A governadora Yeda Crusius acredita que é uma ótima comunicadora. Já disse isso em várias ocasiões, de diferentes maneiras. Na entrevista que concedeu ao Roda Viva, da TV Cultura, mostrou, porém, os limites de sua crença e um sério problema com a verdade. Em mais de uma ocasião, sapateou em cima da verdade, apelando a uma retórica tecnocrática rasteira, à falsidade, à neurociência e a um conceito de pragmatismo que se pretende desprovido de qualquer conteúdo ideológico. Para transitar neste pântano semântico, tentou inventar uma nova língua. Vejamos alguns exemplos. No primeiro bloco do programa, quando perguntada sobre o projeto de aumento de impostos remetido à Assembléia, e rejeitado pela mesma, justificou a derrota apelando para um “problema de comunicação”.
Segundo ela, não se tratava de um tarifaço, mas sim de um “guarda-chuva de fundos reestruturadores da realidade”. “Senti um fracasso de comunicação”, disse. Por que será? Talvez pelo fato de ter passado boa parte da campanha eleitoral dizendo que não ia aumentar impostos. “Foi entendido como aumento de impostos. Não era. Eu só queria harmonizar a alíquota mínima do ICMS”. Segundo a governadora, ninguém entendeu o que ela queria, nem seu vice-governador, Paulo Feijó. “O vice não entendeu. Não entende até hoje”. E emendou: “As elites que fazem a política não perceberam o tamanho do problema”. Ah, essas elites, sempre com um déficit de compreensão a dificultar as causas populares. Ou seja, nem seus companheiros de partido, nem o seu vice-governador, nem as elites entenderam o que ela estava querendo dizer.
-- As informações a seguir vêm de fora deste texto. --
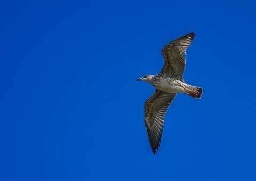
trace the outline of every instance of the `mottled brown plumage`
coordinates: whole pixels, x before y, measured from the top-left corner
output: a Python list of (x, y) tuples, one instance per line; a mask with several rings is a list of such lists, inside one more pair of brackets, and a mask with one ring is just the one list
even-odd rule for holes
[(164, 117), (176, 94), (182, 93), (200, 98), (202, 89), (184, 83), (186, 50), (195, 36), (191, 32), (166, 45), (162, 52), (164, 59), (161, 72), (138, 79), (149, 83), (156, 87), (154, 95), (146, 102), (145, 121), (148, 139), (154, 154), (161, 142)]

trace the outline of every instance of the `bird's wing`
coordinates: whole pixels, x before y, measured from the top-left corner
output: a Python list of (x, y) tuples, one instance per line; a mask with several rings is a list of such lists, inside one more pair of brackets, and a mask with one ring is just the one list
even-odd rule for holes
[(148, 139), (154, 154), (158, 150), (161, 142), (164, 116), (176, 94), (156, 89), (145, 102), (145, 124)]
[(182, 78), (186, 65), (186, 51), (196, 34), (191, 32), (166, 45), (162, 50), (164, 64), (162, 73), (170, 73), (174, 77)]

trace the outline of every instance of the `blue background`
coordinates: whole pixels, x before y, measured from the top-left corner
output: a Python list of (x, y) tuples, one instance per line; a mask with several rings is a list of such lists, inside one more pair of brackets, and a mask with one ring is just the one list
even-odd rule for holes
[[(254, 3), (0, 3), (1, 180), (256, 180)], [(135, 79), (194, 31), (160, 150)]]

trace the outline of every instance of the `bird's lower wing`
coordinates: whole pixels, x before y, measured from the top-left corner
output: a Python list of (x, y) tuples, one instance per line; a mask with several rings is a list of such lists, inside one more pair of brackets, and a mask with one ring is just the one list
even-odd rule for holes
[(158, 150), (161, 142), (164, 117), (176, 94), (156, 89), (145, 102), (145, 124), (148, 139), (154, 154)]

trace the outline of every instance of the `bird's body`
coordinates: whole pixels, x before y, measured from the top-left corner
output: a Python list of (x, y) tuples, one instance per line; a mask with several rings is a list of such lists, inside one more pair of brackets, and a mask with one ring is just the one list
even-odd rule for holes
[(145, 124), (154, 154), (162, 139), (164, 117), (177, 93), (200, 98), (202, 88), (186, 84), (183, 79), (187, 48), (195, 36), (192, 32), (171, 42), (162, 50), (164, 64), (157, 75), (147, 75), (137, 80), (148, 82), (156, 88), (154, 94), (145, 102)]
[(170, 93), (181, 93), (184, 90), (182, 85), (186, 84), (180, 80), (171, 77), (156, 77), (156, 80), (150, 84), (159, 90)]

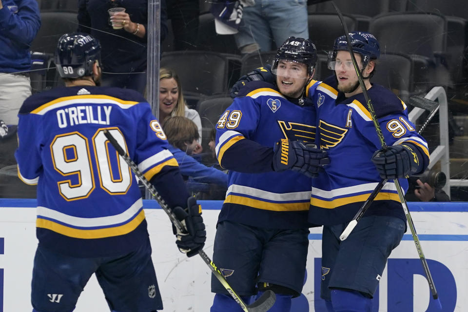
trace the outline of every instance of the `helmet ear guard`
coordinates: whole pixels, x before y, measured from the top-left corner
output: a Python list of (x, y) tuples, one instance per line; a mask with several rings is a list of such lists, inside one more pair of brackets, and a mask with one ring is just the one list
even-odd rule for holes
[(272, 63), (272, 72), (276, 74), (280, 59), (297, 62), (307, 65), (307, 73), (312, 77), (317, 62), (317, 48), (309, 39), (291, 36), (278, 48)]
[(75, 78), (93, 75), (94, 63), (100, 63), (101, 46), (88, 34), (65, 34), (58, 39), (54, 60), (62, 78)]

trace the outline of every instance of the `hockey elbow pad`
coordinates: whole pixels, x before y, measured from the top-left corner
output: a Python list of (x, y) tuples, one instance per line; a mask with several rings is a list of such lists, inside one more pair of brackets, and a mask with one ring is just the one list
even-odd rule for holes
[(288, 169), (310, 177), (315, 177), (330, 163), (326, 152), (314, 144), (282, 138), (273, 148), (273, 169), (281, 172)]
[(250, 81), (266, 81), (270, 83), (274, 83), (274, 77), (272, 74), (271, 69), (272, 65), (266, 65), (264, 67), (255, 68), (252, 72), (247, 73), (241, 77), (233, 86), (230, 93), (231, 97), (233, 98), (235, 98), (237, 96), (239, 90)]
[(421, 170), (419, 154), (412, 144), (398, 144), (377, 151), (371, 160), (382, 179), (408, 177)]

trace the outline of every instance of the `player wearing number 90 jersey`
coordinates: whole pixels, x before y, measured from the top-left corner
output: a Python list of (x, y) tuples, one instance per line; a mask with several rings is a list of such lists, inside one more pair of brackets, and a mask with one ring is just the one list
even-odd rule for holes
[(133, 238), (147, 235), (138, 183), (103, 133), (111, 129), (148, 180), (176, 168), (141, 95), (114, 88), (59, 88), (30, 97), (19, 118), (18, 174), (25, 183), (38, 184), (39, 244), (67, 254), (104, 255), (133, 249)]
[(87, 34), (63, 35), (55, 63), (66, 86), (33, 95), (20, 110), (18, 175), (38, 185), (33, 312), (73, 311), (95, 273), (110, 310), (162, 309), (138, 183), (105, 130), (187, 225), (175, 233), (179, 250), (191, 256), (206, 239), (150, 105), (136, 91), (98, 86), (100, 51)]

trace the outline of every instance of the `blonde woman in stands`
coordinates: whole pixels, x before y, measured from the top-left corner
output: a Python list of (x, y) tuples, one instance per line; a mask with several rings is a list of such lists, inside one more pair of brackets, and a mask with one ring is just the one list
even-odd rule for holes
[[(198, 129), (198, 142), (201, 142), (201, 119), (198, 112), (189, 108), (184, 100), (182, 87), (177, 74), (169, 68), (159, 70), (159, 120), (164, 124), (164, 120), (170, 116), (186, 117), (195, 123)], [(198, 145), (193, 154), (201, 152)]]

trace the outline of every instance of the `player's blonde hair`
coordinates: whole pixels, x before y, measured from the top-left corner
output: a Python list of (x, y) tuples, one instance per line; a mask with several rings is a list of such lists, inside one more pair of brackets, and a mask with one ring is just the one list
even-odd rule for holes
[[(170, 79), (174, 78), (177, 83), (177, 92), (178, 94), (178, 98), (177, 99), (177, 103), (176, 103), (176, 107), (173, 110), (171, 114), (171, 116), (185, 116), (185, 100), (184, 99), (184, 96), (182, 94), (182, 86), (180, 85), (180, 80), (179, 79), (179, 77), (177, 75), (176, 72), (172, 69), (161, 67), (159, 69), (159, 80), (162, 79)], [(165, 122), (164, 120), (163, 122)]]

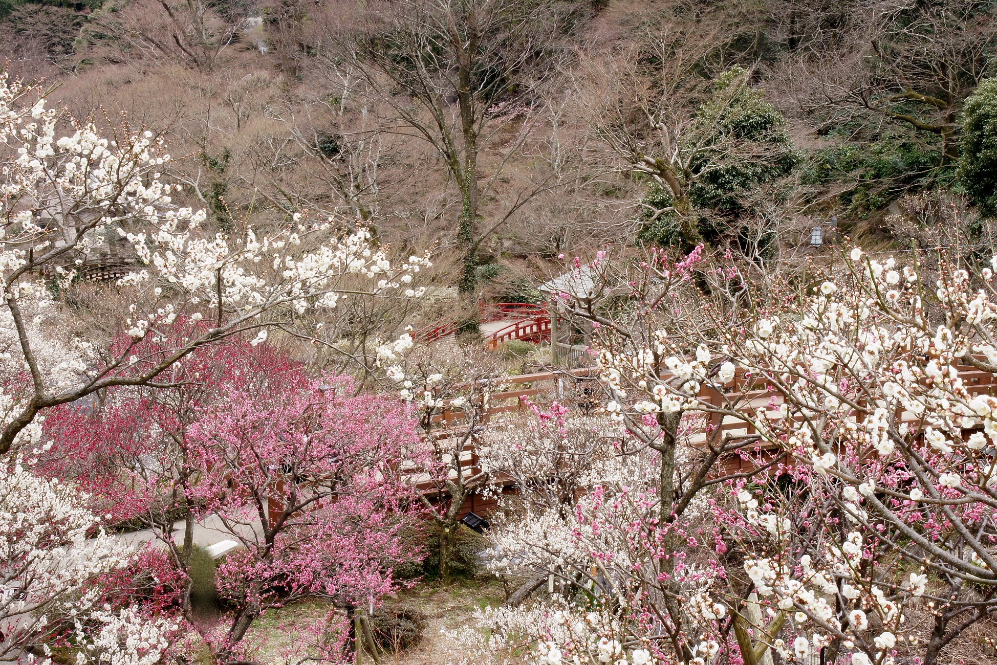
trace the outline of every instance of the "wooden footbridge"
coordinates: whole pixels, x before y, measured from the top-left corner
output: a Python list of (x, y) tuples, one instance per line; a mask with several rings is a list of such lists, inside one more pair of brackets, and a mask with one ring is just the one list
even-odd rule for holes
[[(498, 349), (509, 340), (550, 341), (550, 314), (544, 305), (531, 302), (487, 305), (481, 308), (480, 321), (479, 330), (489, 349)], [(445, 321), (415, 332), (413, 339), (418, 343), (429, 344), (457, 333), (460, 328), (458, 321)]]
[[(971, 395), (997, 394), (997, 377), (989, 372), (979, 370), (971, 365), (959, 365), (959, 376), (962, 378)], [(484, 421), (501, 414), (525, 411), (525, 400), (538, 404), (559, 404), (571, 407), (579, 413), (588, 415), (595, 413), (599, 403), (601, 388), (595, 376), (595, 368), (583, 368), (570, 371), (539, 372), (520, 376), (501, 377), (489, 380), (501, 389), (489, 395), (488, 406), (484, 409)], [(729, 390), (720, 393), (712, 388), (703, 388), (698, 400), (705, 405), (722, 408), (725, 405), (737, 403), (745, 417), (721, 414), (702, 414), (702, 422), (692, 423), (685, 435), (685, 445), (703, 448), (709, 436), (728, 437), (731, 439), (749, 439), (758, 431), (747, 418), (754, 418), (762, 410), (778, 410), (783, 403), (782, 395), (771, 386), (759, 385), (757, 380), (746, 379), (739, 370), (734, 381), (729, 384)], [(747, 417), (747, 418), (746, 418)], [(912, 431), (919, 431), (926, 426), (924, 415), (909, 411), (898, 414), (901, 423), (907, 424)], [(462, 421), (468, 414), (461, 409), (444, 409), (433, 417), (433, 423), (440, 428), (440, 436), (448, 436), (448, 432), (459, 430)], [(758, 443), (751, 446), (752, 455), (743, 456), (729, 454), (720, 461), (719, 473), (739, 474), (750, 471), (761, 462), (770, 462), (775, 456), (783, 455), (782, 449), (771, 444)], [(471, 438), (461, 452), (461, 471), (466, 478), (477, 475), (481, 469), (475, 452), (475, 440)], [(423, 488), (422, 483), (419, 484)], [(429, 485), (424, 489), (429, 490)], [(465, 511), (489, 509), (495, 500), (488, 504), (478, 504), (472, 498), (465, 506)], [(480, 499), (479, 499), (479, 502)]]

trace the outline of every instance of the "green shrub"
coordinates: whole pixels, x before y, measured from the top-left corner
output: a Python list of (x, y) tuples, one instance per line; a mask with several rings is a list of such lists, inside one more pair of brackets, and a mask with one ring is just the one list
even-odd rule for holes
[[(429, 538), (425, 546), (425, 558), (423, 559), (423, 573), (436, 578), (440, 574), (440, 539), (439, 531), (430, 529), (427, 531)], [(487, 537), (477, 533), (463, 524), (457, 527), (457, 535), (454, 536), (454, 558), (451, 561), (451, 570), (455, 577), (474, 577), (481, 572), (481, 555), (486, 549), (492, 546)]]
[(518, 339), (510, 339), (501, 345), (502, 353), (507, 360), (522, 360), (536, 350), (536, 345), (532, 342), (523, 342)]
[(406, 651), (422, 641), (426, 617), (413, 609), (384, 605), (371, 616), (371, 630), (382, 649)]
[(966, 98), (958, 177), (984, 214), (997, 214), (997, 79)]

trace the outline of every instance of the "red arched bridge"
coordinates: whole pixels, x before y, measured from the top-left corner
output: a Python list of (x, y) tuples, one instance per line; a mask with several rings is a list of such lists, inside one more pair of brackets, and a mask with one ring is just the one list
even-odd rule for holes
[[(448, 321), (413, 333), (416, 343), (429, 344), (453, 335), (460, 328), (457, 321)], [(479, 329), (490, 349), (498, 348), (502, 342), (521, 340), (541, 342), (550, 340), (550, 315), (545, 305), (531, 302), (499, 302), (481, 308)]]

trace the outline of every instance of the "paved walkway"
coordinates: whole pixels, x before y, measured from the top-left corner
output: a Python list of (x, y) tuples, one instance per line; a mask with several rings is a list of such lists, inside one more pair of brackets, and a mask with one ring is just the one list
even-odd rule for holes
[[(184, 522), (177, 521), (173, 524), (173, 542), (182, 543), (183, 542), (183, 528)], [(259, 521), (254, 521), (251, 525), (246, 524), (239, 528), (240, 533), (247, 538), (253, 536), (253, 531), (259, 532), (260, 523)], [(141, 531), (126, 531), (124, 533), (116, 533), (115, 537), (120, 538), (122, 542), (128, 544), (135, 544), (141, 542), (150, 542), (156, 540), (156, 535), (150, 529), (143, 529)], [(221, 519), (217, 515), (208, 515), (204, 519), (195, 522), (193, 525), (193, 542), (201, 547), (208, 547), (213, 544), (217, 544), (222, 540), (233, 540), (238, 539), (232, 533), (225, 528), (222, 524)], [(163, 543), (159, 543), (163, 546)]]

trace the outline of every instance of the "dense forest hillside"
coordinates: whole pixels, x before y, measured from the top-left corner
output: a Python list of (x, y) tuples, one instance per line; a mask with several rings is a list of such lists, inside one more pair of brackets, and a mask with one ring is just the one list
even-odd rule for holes
[(5, 0), (0, 55), (81, 117), (166, 137), (184, 158), (170, 176), (219, 227), (345, 212), (382, 238), (440, 242), (462, 290), (514, 291), (536, 261), (604, 242), (762, 258), (832, 217), (930, 242), (885, 221), (906, 194), (988, 212), (995, 13)]
[(0, 0), (0, 661), (994, 665), (995, 49)]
Um “problema de comunicação”, sem dúvida.
Outro problema de comunicação apareceu em um curioso diálogo mantido com a escritora Lya Luft, que defendeu a redução da maioridade penal, justificando que “com 10, 12 anos, alguns já são psicopatas”. Yeda recusou a tese da redução da maioridade penal, mas logo em cima defendeu que há “um problema de saúde mental que leva à violência”, um problema que às vezes vem lá da gestação, e que a neurociência explica isso. Bem, essa é justamente a “tese” de Lya Luft. Desde muito cedo, nossa sociedade está formando psicopatas, defendeu. E, falando em psicopatas, a governadora disse que pretende ir aos Estados Unidos conversar com o procurador-geral Alberto Gonzáles sobre investimentos na política penitenciária do RS. Estranhamente, Yeda disse que viaja sem saber bem o que vai fazer lá.
“Eu vou lá para escutar. Eles é que estão dizendo que há uma política nova. Quero estudar nos EUA. Eles têm uma legislação diferente. Vou fazer uma palestra na Liga das Mulheres e quero falar com o procurador-geral”. O procurador, cabe lembrar, é o homem que inventou uma “legislação diferente” para justificar a prática da tortura nas prisões de Guantánamo e de Abu Ghraib”. Mas, enfim, Yeda vai aos EUA para aprender. Uma coisa que ela pode aprender aqui mesmo é o respeito à verdade. Pisoteou feio nela várias vezes. Uma quando disse que o Bolsa Família não exige contrapartida na freqüência escolar das crianças. É mentira. Outra quando falou que só proferiu uma vez a palavra “Ford” na campanha eleitoral. Mentira também. Também faltou à verdade quando disse que assumia a responsabilidade e não colocava a culpa nos outros. Ela não cansa de atribuir ao governo federal a responsabilidade por muitos dos problemas vividos pelo RS. Por fim, disse defender uma política externa pragmática, desprovida de ideologia, o que equivale a um círculo quadrado. Tem um singelo defeito: não existe. Esse problema a neurociência não explica. A Política, sim.